Désormais, aucun scénario n’est à écarter. L’heure de la guerre interne a sans doute sonné au sein de l’extrême droite et de la droite néolibérale. S’il revient au Parlement, dominé par l’ancien camp présidentiel, de désigner un remplaçant, la deuxième vice-présidente du Sénat, Jeanine Anez, a déjà fait valoir son droit à devenir la cheffe de l’État par intérim. L’extrémiste Luis Fernando Camacho, avocat et riche entrepreneur, a pris la tête d’une grève de deux jours, dans l’espoir de s’imposer comme le leader d’une prétendue fronde citoyenne. Les comités et autres fronts dits civiques avaient déjà été à la manœuvre en 2008, en prônant à l’époque la sécession des riches régions de l’Est d’avec l’État plurinational issu de la Constituante de 2007. Ces groupes extrémistes ont maintes fois dit qu’ils ne reconnaîtront pas l’élection de Evo Morales, qu’ils qualifient de « dictateur ». Et ce ne sont pas les seuls.
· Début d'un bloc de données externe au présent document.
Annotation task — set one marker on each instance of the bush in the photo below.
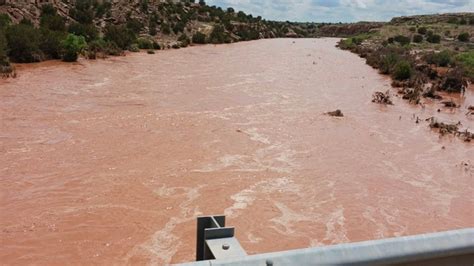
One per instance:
(434, 38)
(466, 61)
(5, 21)
(184, 40)
(144, 43)
(95, 47)
(388, 62)
(422, 30)
(50, 43)
(464, 37)
(134, 48)
(417, 38)
(89, 31)
(165, 28)
(403, 40)
(218, 35)
(72, 46)
(152, 27)
(51, 20)
(134, 25)
(4, 62)
(442, 58)
(179, 27)
(402, 70)
(199, 37)
(120, 35)
(23, 43)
Depuis 2006, date de la nationalisation des hydrocarbures, Evo Morales est l’homme à abattre. Carlos Mesa, arrivé à la tête du pays après la sanglante répression d’octobre 2003, durant la guerre du gaz et la destitution de Gonzalo Sanchez de Losada, a dû courber l’échine face à la popularité du syndicaliste. La droite continentale, l’OEA et les États-Unis en ont fait une cible de choix. En 2008, d’ailleurs, l’ambassadeur états-unien a été expulsé de Bolivie pour son implication dans le soulèvement sécessionniste. La bonne santé économique du pays n’a jamais empêché les intrigues et autres conspirations en sous-main. Le référendum de février 2016 permettant à Evo Morales de se présenter pour un nouveau mandat a été le prétexte pour enclencher la machine à déstabiliser, au terme d’une vaste opération d’enfumage (voir article ci-contre). « Être indien et être de gauche anti-impérialiste est notre péché », a résumé Evo Morales, lors de l’annonce de son retrait.
Le 10 avril 2019, le Sénat des États-Unis a adopté une résolution demandant au président Morales de ne pas se présenter à l’élection du 20 octobre. Douze parlementaires boliviens – tous opposants – avaient demandé à Donald Trump d’intervenir en ce sens et que « l’OEA fasse de même afin d’éviter la consolidation de la dictature totalitaire d’Evo Morales ». Alors que le Chili s’embrasait, l’OEA n’a eu d’yeux que pour la Bolivie, bombardant de communiqués comminatoires le pays andin. Pas un mot sur les morts et les tortures à Santiago.